Top 5 Mistakes Managers Make…With Underperformance
Many managers will have, at one stage or another, realised that an employee is not performing to the standard they expect. We list 5 of the most common mistakes to watch out for.
1. Avoiding the issue altogether
Some managers may not feel comfortable raising the issue with the employee. This is unhelpful both to the employer and to the employee. The manager will be suffering the effects of the employee’s poor performance and the employee, meanwhile, will be unaware that there is a problem and therefore has no hope of improving which, with constructive feedback, they may well have been able to do.
Ultimately, if matters reach the stage where the business is considering dismissing the employee due to performance concerns, it will be harder to demonstrate that the dismissal was fair if the manager has not been open about concerns in a constructive manner – for example, through the use of regular appraisals.
2. Not properly investigating the problem
Managers should look into the reasons behind underperformance and consider what the causes of it may be. For example, a perceived lack of efficiency may have more to do with an excessive workload or an inefficient system than with the employee him/herself.

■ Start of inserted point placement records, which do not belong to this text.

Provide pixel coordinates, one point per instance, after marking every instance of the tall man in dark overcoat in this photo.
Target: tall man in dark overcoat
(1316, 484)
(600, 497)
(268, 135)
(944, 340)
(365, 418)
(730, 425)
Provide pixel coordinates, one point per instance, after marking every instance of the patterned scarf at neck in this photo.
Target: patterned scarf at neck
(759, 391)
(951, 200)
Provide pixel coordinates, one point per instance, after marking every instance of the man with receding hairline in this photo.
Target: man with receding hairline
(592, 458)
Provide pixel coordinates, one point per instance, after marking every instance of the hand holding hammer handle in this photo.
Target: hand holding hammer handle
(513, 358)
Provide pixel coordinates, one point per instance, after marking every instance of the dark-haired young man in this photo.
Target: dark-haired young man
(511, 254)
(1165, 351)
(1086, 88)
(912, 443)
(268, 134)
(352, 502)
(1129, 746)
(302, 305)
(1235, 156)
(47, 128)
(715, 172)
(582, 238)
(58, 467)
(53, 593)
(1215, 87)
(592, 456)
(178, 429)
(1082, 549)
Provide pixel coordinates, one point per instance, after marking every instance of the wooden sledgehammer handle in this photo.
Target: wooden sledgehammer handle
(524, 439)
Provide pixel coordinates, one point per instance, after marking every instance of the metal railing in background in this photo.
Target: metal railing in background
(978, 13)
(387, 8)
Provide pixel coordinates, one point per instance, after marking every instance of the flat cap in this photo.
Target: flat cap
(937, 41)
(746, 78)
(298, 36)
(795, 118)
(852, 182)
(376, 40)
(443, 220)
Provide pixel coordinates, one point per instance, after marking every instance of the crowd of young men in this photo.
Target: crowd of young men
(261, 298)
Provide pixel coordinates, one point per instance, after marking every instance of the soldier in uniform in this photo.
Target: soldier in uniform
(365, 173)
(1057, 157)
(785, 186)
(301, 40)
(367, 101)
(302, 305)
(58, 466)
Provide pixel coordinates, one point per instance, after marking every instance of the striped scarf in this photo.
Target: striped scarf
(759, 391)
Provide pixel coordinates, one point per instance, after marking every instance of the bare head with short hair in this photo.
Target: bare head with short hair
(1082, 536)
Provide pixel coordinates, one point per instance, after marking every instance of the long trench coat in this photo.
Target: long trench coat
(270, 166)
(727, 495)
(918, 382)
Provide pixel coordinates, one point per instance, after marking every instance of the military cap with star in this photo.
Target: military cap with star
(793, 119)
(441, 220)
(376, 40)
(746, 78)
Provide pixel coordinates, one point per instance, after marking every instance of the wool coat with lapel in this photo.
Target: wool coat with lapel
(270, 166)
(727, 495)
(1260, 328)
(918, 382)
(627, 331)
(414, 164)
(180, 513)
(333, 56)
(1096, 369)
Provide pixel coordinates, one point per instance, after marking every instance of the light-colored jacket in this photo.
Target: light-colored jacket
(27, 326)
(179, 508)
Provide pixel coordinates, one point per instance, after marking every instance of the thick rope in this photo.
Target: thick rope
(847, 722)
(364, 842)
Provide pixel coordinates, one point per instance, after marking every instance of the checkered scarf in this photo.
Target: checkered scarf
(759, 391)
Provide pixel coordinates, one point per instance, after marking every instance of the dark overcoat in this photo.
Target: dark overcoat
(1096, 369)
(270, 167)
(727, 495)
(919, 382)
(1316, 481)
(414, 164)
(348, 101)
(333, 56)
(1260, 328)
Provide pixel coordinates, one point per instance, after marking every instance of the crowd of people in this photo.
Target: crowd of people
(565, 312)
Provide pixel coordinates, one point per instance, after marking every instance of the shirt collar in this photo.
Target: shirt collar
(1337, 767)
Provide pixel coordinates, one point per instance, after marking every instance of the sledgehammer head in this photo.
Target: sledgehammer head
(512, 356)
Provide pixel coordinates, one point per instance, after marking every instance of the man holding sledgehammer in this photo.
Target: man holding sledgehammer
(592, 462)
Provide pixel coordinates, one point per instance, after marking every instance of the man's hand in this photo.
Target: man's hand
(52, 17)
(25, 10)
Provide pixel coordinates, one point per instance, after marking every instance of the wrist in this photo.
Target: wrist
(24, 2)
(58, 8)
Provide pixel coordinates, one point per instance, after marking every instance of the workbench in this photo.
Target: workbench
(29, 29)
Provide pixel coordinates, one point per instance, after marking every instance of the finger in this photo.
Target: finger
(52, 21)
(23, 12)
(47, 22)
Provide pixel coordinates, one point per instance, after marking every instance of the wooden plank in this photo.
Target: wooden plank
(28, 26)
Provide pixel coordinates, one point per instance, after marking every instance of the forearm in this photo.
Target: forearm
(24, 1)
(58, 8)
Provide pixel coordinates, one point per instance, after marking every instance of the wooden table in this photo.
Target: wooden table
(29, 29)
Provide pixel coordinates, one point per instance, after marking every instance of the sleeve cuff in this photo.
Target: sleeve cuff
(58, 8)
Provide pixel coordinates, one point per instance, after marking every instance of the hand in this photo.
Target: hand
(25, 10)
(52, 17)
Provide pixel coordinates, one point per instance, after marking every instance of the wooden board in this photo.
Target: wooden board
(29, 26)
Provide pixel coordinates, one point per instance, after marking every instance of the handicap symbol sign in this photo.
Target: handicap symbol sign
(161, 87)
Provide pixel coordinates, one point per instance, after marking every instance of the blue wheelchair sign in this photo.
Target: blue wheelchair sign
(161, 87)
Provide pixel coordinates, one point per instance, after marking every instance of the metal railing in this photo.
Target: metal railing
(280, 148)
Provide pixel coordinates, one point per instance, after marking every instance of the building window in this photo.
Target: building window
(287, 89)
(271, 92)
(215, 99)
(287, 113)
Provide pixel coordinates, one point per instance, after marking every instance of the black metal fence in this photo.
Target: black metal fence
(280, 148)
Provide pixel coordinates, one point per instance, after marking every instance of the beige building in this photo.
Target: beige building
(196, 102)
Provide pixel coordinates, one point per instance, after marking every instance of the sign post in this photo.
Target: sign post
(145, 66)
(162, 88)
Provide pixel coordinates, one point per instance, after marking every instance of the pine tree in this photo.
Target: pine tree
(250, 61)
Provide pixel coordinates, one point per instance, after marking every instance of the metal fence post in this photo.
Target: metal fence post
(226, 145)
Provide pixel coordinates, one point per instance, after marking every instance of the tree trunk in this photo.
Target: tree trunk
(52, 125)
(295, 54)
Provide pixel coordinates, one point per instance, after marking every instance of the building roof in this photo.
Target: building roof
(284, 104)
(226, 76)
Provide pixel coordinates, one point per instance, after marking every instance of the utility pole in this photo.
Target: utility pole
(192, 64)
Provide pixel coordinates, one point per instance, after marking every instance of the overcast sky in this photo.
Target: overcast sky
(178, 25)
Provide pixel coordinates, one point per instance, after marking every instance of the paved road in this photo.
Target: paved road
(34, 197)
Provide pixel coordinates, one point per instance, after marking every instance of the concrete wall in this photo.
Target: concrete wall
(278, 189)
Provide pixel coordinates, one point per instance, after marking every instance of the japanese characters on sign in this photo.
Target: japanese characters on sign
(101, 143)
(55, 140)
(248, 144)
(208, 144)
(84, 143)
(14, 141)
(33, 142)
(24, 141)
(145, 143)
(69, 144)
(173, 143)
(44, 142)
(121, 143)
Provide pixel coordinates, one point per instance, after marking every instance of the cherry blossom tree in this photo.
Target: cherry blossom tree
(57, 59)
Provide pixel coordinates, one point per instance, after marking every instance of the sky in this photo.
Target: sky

Equally, the cause may be that the employee is suffering from underlying ill health or an undisclosed disability.
3. Not giving the employee adequate opportunity to improve
Once a manager has told an employee that they consider there to be a problem, the employee will need to be given a reasonable amount of time to address it.
A performance improvement programme is the easiest way of achieving this. How long it should take is going to depend in part on the circumstances, though any timeline which is set out in the employer’s handbook should be adhered to.
If there is something the manager or the employer can do to help the employee improve their performance, such as offering support and guidance or training, it will usually be appropriate to do so.
4. Taking a premature decision to dismiss
Unless the employee’s poor performance is so severe as to constitute gross misconduct, it is not likely that dismissal would be a reasonable decision until a full performance improvement process has been undertaken.
Even then, it may not always be appropriate in the circumstances to dismiss the employee if they do not improve in the set timescale. Warnings are an alternative option and may be a more fitting sanction, especially if the employee has long service or has shown a conscious effort to improve.
5. Waiting too long
Most employees will go through a probationary period when they first join a new employer. This is designed to assess whether the relationship is a good fit for both parties and typically contracts provide a shorter notice period during this time to reflect that. This is an ideal time to tackle performance issues and, if a relationship is not going to work, bring the contract to an end.
In reality, employees do not qualify for protection from unfair dismissal until they have been employed for two years. It is typically much less onerous to manage underperforming employees before they have been there for this length of time (although employers should be mindful that employees do have other protections such as in relation to discrimination or whistleblowing).